The Chinese believe that the dead come back to visit loved ones 3 days after their passing. That would put Paw Paw’s return on Christmas Day, the birthday of someone many believe returned 3 days after his own death as well. My Paw Paw was always a deeply intuitive person who believed in the spiritual realm. She said my grandfather visited her 3 days after his death (See…soul mates.) and she swore she was awakened suddenly at approximately the time my dad died, despite being all the way across the country.

My Paw Paw felt things and there was never any talking her out of her feelings. She visited a fortune teller once who told her exactly when she would die. She would never tell any of us when that would be, preferring to keep it to herself for decades. We would joke about it with her and sometimes she would laugh and sometimes she would get defensive. She clearly believed. My sister asked her to write it down somewhere so we could check after her death – then we could all go to this fortune teller if she was that good. I don’t think I care to know if she was right or when I myself will die. Anticipation is a real struggle for me.

The photo above is from Paw Paw’s 95th birthday party last August and we drove to San Francisco from Boise to be there. After spending the entire week leading up to it in the hospital, Paw Paw was released for her party and sent home with a hospice bag. She lived another 4 1/2 months.

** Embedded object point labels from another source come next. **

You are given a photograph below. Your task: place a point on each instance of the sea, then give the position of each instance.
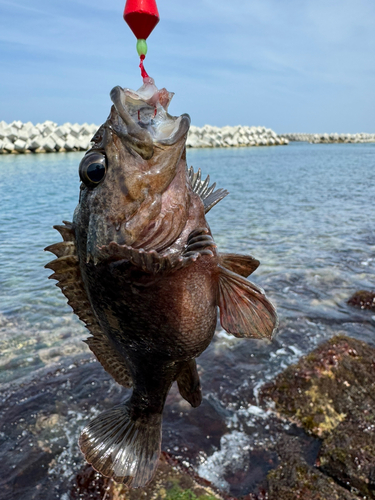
(305, 211)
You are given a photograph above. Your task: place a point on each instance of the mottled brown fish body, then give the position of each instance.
(140, 268)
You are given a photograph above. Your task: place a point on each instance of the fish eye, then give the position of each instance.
(93, 168)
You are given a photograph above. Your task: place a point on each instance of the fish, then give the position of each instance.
(139, 266)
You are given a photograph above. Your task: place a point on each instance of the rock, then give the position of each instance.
(11, 133)
(331, 394)
(49, 144)
(75, 130)
(295, 480)
(7, 145)
(36, 142)
(363, 299)
(334, 382)
(348, 455)
(62, 131)
(172, 481)
(20, 146)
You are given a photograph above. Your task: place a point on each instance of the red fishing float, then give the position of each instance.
(142, 16)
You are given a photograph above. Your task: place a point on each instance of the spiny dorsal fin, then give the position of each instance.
(208, 195)
(69, 279)
(244, 309)
(244, 265)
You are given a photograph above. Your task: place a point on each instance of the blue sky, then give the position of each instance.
(292, 65)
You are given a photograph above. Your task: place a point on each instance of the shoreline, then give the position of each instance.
(334, 138)
(48, 137)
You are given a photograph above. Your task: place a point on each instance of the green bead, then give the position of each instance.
(141, 47)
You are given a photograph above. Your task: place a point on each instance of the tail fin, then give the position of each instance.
(121, 448)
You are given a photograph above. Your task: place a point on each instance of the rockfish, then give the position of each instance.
(140, 268)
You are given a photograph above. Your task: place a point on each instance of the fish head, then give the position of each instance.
(134, 160)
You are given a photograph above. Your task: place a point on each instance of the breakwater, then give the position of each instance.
(330, 138)
(48, 137)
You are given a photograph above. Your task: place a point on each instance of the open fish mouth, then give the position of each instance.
(145, 119)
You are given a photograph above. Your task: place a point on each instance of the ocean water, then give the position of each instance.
(305, 211)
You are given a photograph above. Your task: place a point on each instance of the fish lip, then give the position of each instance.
(141, 134)
(139, 139)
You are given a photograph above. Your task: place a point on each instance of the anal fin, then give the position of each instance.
(189, 384)
(245, 311)
(244, 265)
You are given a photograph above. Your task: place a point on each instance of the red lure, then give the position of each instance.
(142, 16)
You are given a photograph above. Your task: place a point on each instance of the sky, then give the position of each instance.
(290, 65)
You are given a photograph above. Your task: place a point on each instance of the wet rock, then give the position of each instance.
(363, 299)
(295, 480)
(331, 394)
(348, 455)
(172, 481)
(41, 418)
(336, 381)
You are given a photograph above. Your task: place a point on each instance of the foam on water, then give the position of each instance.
(304, 211)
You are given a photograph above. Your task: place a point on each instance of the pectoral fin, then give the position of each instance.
(244, 265)
(189, 384)
(244, 309)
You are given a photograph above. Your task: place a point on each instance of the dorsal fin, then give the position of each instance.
(69, 279)
(208, 195)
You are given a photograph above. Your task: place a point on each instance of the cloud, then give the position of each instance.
(293, 65)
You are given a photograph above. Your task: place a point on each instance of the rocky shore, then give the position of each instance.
(330, 138)
(48, 137)
(320, 410)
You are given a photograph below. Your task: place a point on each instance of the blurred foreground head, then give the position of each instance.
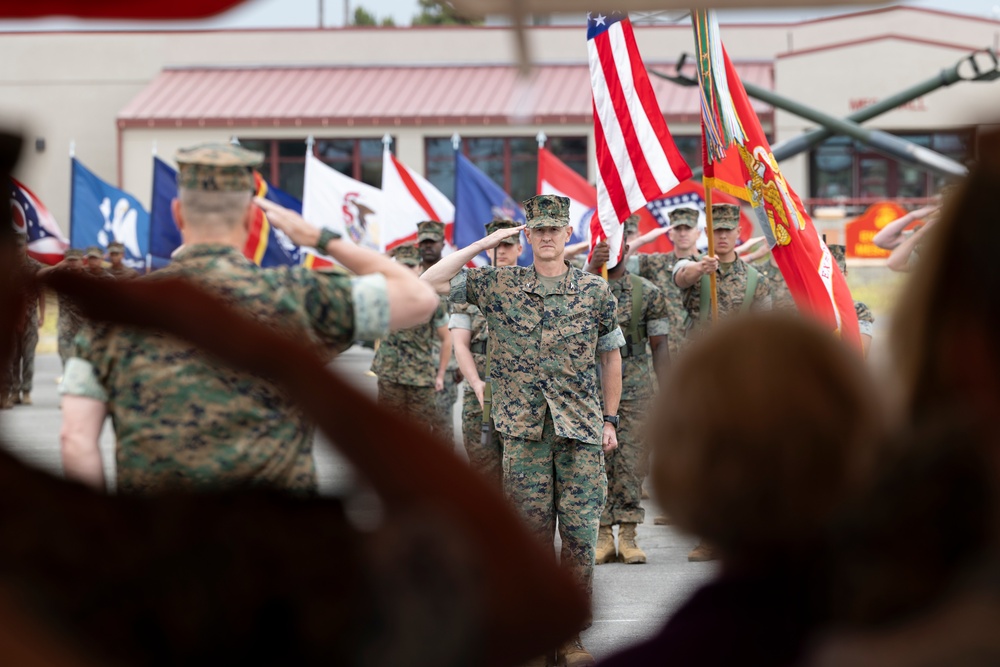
(945, 328)
(765, 427)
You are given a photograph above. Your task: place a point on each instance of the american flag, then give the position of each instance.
(46, 242)
(637, 160)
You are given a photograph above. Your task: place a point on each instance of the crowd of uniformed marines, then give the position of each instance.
(559, 364)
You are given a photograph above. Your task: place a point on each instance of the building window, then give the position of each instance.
(512, 162)
(845, 170)
(285, 159)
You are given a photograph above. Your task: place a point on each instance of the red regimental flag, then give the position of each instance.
(750, 172)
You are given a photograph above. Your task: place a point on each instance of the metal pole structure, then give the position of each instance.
(882, 142)
(977, 66)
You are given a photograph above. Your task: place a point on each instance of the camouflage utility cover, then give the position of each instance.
(217, 168)
(725, 216)
(547, 211)
(183, 420)
(542, 346)
(637, 371)
(411, 356)
(731, 286)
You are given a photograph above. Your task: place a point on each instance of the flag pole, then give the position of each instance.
(710, 233)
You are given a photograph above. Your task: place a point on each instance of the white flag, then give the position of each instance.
(352, 208)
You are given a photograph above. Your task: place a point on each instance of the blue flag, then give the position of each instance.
(101, 213)
(266, 246)
(477, 201)
(164, 237)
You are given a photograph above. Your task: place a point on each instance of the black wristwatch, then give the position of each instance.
(325, 236)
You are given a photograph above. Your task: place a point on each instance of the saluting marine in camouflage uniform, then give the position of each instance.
(739, 286)
(866, 319)
(546, 324)
(659, 268)
(407, 362)
(181, 419)
(430, 241)
(644, 316)
(116, 253)
(470, 335)
(23, 371)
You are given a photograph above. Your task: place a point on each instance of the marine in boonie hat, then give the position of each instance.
(497, 224)
(725, 216)
(685, 216)
(430, 230)
(217, 168)
(406, 254)
(547, 211)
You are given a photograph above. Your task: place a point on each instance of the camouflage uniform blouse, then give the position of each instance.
(637, 370)
(466, 316)
(543, 345)
(180, 418)
(659, 268)
(781, 298)
(411, 356)
(866, 320)
(731, 286)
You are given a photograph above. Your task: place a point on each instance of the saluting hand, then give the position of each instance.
(609, 440)
(291, 223)
(493, 240)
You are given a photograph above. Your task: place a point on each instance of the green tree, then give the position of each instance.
(441, 12)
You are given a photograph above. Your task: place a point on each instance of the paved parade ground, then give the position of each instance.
(631, 600)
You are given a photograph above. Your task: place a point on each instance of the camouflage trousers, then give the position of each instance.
(416, 404)
(23, 368)
(66, 335)
(486, 460)
(626, 467)
(446, 405)
(559, 478)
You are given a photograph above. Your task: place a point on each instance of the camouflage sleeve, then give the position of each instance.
(370, 296)
(440, 317)
(610, 336)
(328, 300)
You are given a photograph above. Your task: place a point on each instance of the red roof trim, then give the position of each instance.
(776, 24)
(877, 38)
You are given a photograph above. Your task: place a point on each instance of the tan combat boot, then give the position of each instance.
(605, 552)
(702, 553)
(572, 654)
(628, 551)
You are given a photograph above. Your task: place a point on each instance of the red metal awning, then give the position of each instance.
(392, 96)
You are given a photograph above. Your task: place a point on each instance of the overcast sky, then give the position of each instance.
(306, 13)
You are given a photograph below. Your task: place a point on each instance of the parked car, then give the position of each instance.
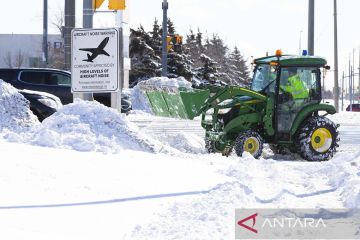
(355, 107)
(42, 104)
(53, 81)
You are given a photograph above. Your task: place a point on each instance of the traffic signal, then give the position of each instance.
(174, 42)
(97, 3)
(169, 43)
(117, 4)
(178, 40)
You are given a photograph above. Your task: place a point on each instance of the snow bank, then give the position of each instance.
(346, 118)
(139, 99)
(184, 142)
(263, 183)
(15, 113)
(90, 126)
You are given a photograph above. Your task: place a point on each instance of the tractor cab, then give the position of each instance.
(294, 82)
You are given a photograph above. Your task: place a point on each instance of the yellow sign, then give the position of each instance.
(97, 3)
(117, 4)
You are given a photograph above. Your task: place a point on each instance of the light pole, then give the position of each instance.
(300, 43)
(311, 27)
(336, 67)
(165, 7)
(45, 27)
(69, 25)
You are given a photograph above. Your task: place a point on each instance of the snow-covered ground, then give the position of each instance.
(88, 172)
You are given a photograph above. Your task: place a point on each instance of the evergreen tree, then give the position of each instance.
(171, 27)
(144, 62)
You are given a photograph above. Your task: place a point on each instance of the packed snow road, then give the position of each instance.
(87, 172)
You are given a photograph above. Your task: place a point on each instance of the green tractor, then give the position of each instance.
(282, 108)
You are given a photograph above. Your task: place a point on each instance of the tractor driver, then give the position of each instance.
(295, 87)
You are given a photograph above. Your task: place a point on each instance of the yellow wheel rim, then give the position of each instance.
(251, 145)
(321, 140)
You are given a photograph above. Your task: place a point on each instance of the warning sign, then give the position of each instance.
(95, 60)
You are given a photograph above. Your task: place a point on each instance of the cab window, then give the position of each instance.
(264, 78)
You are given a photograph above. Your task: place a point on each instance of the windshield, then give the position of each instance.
(264, 75)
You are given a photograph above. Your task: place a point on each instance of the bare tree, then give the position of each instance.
(8, 60)
(19, 58)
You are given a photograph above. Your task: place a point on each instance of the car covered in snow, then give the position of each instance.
(53, 81)
(42, 104)
(355, 107)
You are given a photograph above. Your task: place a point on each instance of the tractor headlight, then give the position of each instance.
(224, 110)
(51, 103)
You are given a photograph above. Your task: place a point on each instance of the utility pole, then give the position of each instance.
(300, 52)
(359, 78)
(165, 7)
(311, 27)
(342, 92)
(350, 86)
(45, 27)
(336, 67)
(88, 13)
(69, 25)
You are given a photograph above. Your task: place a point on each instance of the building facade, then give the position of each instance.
(25, 50)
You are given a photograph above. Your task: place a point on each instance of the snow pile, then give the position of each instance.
(90, 126)
(184, 142)
(15, 113)
(347, 118)
(264, 183)
(139, 99)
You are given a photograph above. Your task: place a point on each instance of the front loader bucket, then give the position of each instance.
(193, 101)
(158, 103)
(175, 102)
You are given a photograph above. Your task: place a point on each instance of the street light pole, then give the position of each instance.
(165, 7)
(336, 67)
(311, 27)
(88, 13)
(45, 30)
(69, 25)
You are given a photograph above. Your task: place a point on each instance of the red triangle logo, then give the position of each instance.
(253, 217)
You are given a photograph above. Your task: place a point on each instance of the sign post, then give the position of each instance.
(96, 64)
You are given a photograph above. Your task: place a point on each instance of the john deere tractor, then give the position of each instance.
(282, 108)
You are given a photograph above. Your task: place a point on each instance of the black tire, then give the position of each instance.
(210, 146)
(317, 139)
(249, 138)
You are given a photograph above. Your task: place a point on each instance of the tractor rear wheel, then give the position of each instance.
(249, 141)
(317, 139)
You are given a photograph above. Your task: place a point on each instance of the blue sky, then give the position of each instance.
(255, 26)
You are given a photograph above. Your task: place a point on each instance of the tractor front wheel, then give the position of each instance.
(249, 141)
(210, 146)
(317, 139)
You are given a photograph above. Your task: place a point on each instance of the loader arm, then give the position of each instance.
(221, 94)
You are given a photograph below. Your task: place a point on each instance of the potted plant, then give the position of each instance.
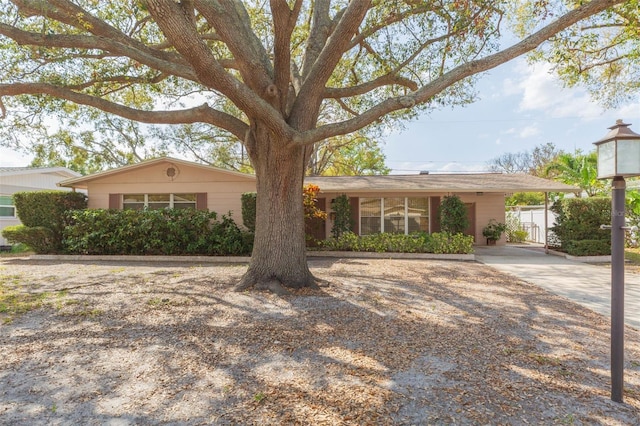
(493, 231)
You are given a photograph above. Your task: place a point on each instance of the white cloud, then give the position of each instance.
(11, 158)
(541, 91)
(529, 131)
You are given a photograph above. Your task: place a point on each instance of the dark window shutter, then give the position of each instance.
(434, 219)
(355, 214)
(201, 201)
(115, 201)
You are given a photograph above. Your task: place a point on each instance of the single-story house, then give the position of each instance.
(20, 179)
(391, 203)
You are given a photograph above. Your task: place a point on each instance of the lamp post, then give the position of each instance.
(618, 157)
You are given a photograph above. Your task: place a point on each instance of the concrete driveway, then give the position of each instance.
(589, 285)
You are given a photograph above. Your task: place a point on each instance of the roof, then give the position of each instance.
(15, 171)
(81, 182)
(472, 182)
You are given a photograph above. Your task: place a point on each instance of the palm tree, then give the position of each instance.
(579, 170)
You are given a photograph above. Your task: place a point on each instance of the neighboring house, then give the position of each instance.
(392, 203)
(166, 182)
(19, 179)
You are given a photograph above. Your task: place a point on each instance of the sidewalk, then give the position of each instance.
(588, 285)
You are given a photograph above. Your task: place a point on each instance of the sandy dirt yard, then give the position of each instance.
(387, 342)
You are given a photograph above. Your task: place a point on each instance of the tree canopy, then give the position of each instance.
(602, 53)
(281, 77)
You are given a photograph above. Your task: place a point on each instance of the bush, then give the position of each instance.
(579, 219)
(39, 238)
(446, 243)
(154, 232)
(588, 248)
(46, 209)
(399, 243)
(513, 231)
(453, 215)
(517, 236)
(248, 200)
(342, 222)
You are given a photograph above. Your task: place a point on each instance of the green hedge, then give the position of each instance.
(579, 219)
(45, 209)
(589, 248)
(441, 243)
(249, 210)
(154, 232)
(38, 238)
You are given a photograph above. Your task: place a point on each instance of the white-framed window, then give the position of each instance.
(7, 209)
(158, 201)
(398, 215)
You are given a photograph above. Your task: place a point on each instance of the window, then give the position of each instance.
(370, 210)
(394, 215)
(402, 215)
(158, 201)
(7, 208)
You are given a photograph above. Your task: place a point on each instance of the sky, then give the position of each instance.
(520, 107)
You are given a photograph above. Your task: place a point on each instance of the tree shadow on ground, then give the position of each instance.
(388, 342)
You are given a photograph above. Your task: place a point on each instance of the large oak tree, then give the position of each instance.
(281, 76)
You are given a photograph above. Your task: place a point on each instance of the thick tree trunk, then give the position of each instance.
(279, 253)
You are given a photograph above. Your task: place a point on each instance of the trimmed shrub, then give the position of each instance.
(46, 209)
(446, 243)
(579, 219)
(453, 215)
(248, 200)
(342, 222)
(589, 248)
(38, 238)
(154, 232)
(398, 243)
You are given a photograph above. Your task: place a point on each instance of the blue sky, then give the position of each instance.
(520, 107)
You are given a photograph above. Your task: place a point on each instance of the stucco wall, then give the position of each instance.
(487, 206)
(36, 180)
(223, 189)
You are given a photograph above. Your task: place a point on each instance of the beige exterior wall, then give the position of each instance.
(223, 189)
(36, 180)
(487, 206)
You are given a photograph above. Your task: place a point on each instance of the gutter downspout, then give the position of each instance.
(546, 223)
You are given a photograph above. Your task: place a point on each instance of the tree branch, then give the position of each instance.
(457, 74)
(202, 113)
(177, 68)
(183, 35)
(313, 86)
(233, 25)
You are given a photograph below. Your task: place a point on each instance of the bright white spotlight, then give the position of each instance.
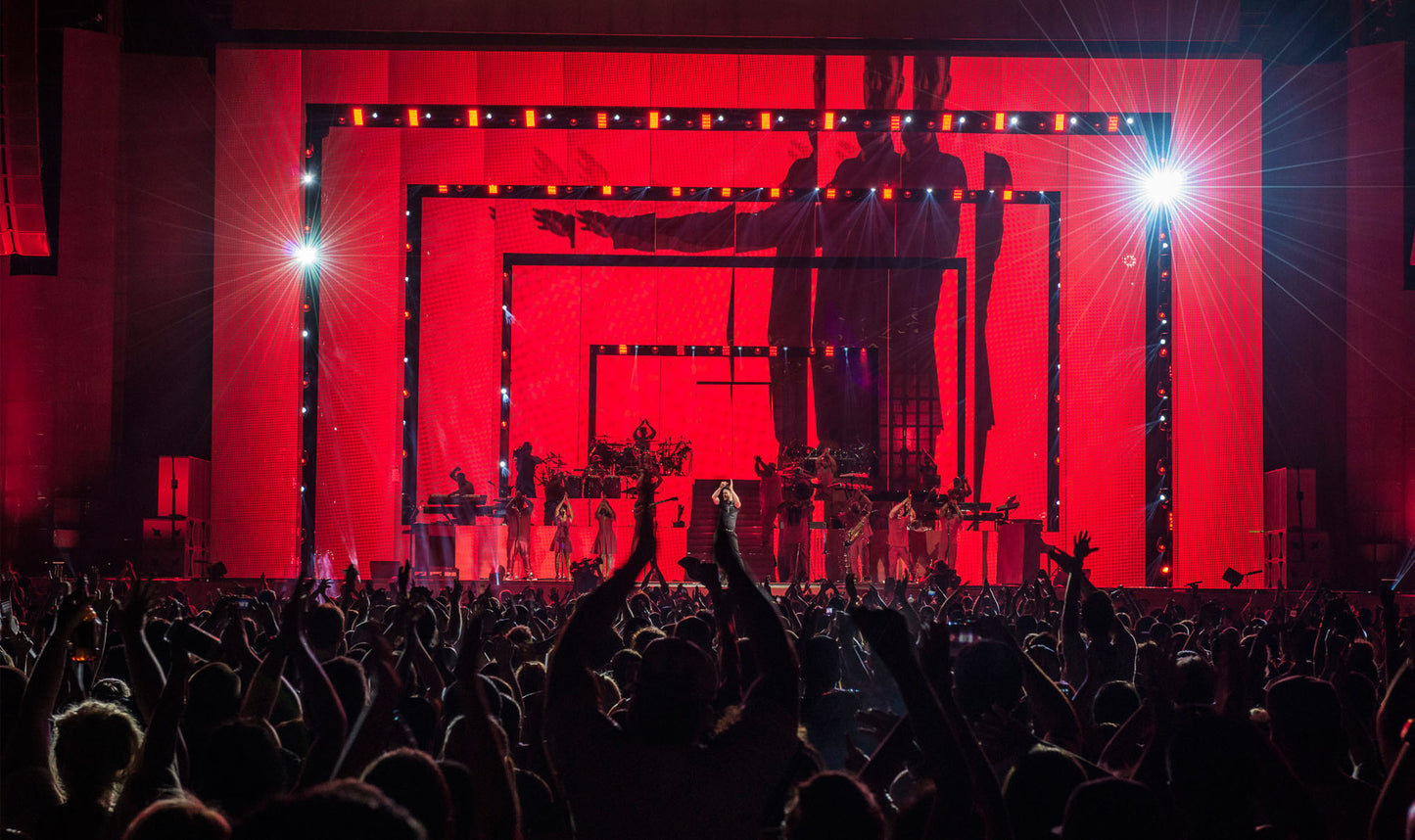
(1163, 185)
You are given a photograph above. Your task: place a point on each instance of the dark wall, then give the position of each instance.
(1303, 267)
(1040, 20)
(165, 272)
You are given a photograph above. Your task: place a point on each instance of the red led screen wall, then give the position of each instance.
(1103, 296)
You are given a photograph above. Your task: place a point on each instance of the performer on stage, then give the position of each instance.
(900, 519)
(858, 539)
(953, 518)
(960, 490)
(518, 535)
(927, 471)
(464, 486)
(560, 547)
(792, 557)
(606, 541)
(770, 490)
(644, 435)
(525, 470)
(729, 503)
(825, 470)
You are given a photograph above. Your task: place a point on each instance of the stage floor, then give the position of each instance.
(203, 591)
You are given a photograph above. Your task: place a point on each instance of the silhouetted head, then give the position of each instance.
(344, 809)
(673, 702)
(1111, 809)
(985, 675)
(832, 805)
(412, 778)
(94, 743)
(1097, 616)
(350, 683)
(324, 627)
(883, 86)
(1036, 791)
(1305, 718)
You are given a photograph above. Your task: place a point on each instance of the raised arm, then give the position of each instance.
(964, 795)
(145, 675)
(28, 748)
(1073, 646)
(778, 672)
(495, 798)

And because I can’t seem to stay away from the topic of breast cancer even if I try, here’s a bit of trivia for ya…my Paw Paw and I only had one breast left between us. Ha! She had breast cancer twice resulting in a single mastectomy each time. (Again, she would be SO MAD at me for telling you that!) I was always told by my doctors that her breast cancer wasn’t genetic since both occurrences were post-menopausal. And sure enough, my genetic testing last year came back clear. No mutations. We’ll see if I get struck again, too, just like my Paw Paw.

I miss the days getting to know my Paw Paw as an adult. I promised myself that I wasn’t going to learn more about her from other people at her funeral than I learned from her directly while she was alive (like I did with my Swedish grandmother with whom I share a middle name). I spent the summer after my first year of graduate school with Paw Paw learning to knit. That was my excuse anyway. As I struggled to hold both needles, I couldn’t help but think back to learning how to hold chopsticks as a child.

I asked question after question between skipped stitches and tangled yarn, then listened to stories from her childhood to motherhood to her working days – dressing up in Ferragamo shoes, flirting with coworkers, and everyone loving to see her because she passed out the paychecks in the office. We sat in the two chairs in front of the tv and talked like girlfriends with only a folding tray between us which held our tea cups and a box of tissues, a barely-there scarf in my lap and an almost-finished sweater in hers.

I have found that it’s usually the downtime between events – at the beginning or end of the day – where the magic happens and you learn the most about people. These are the moments that have been flooding my memories the last three weeks.

Paw Paw outlived all of her siblings and their spouses (and there were more than a dozen). The last of an entire generation. Will lost his last grandparent – also his maternal grandmother – just a few short months ago. So, it suddenly feels as if we’ve moved up in the queue.

A generation closer to the front of the line and I don’t know how I feel about that.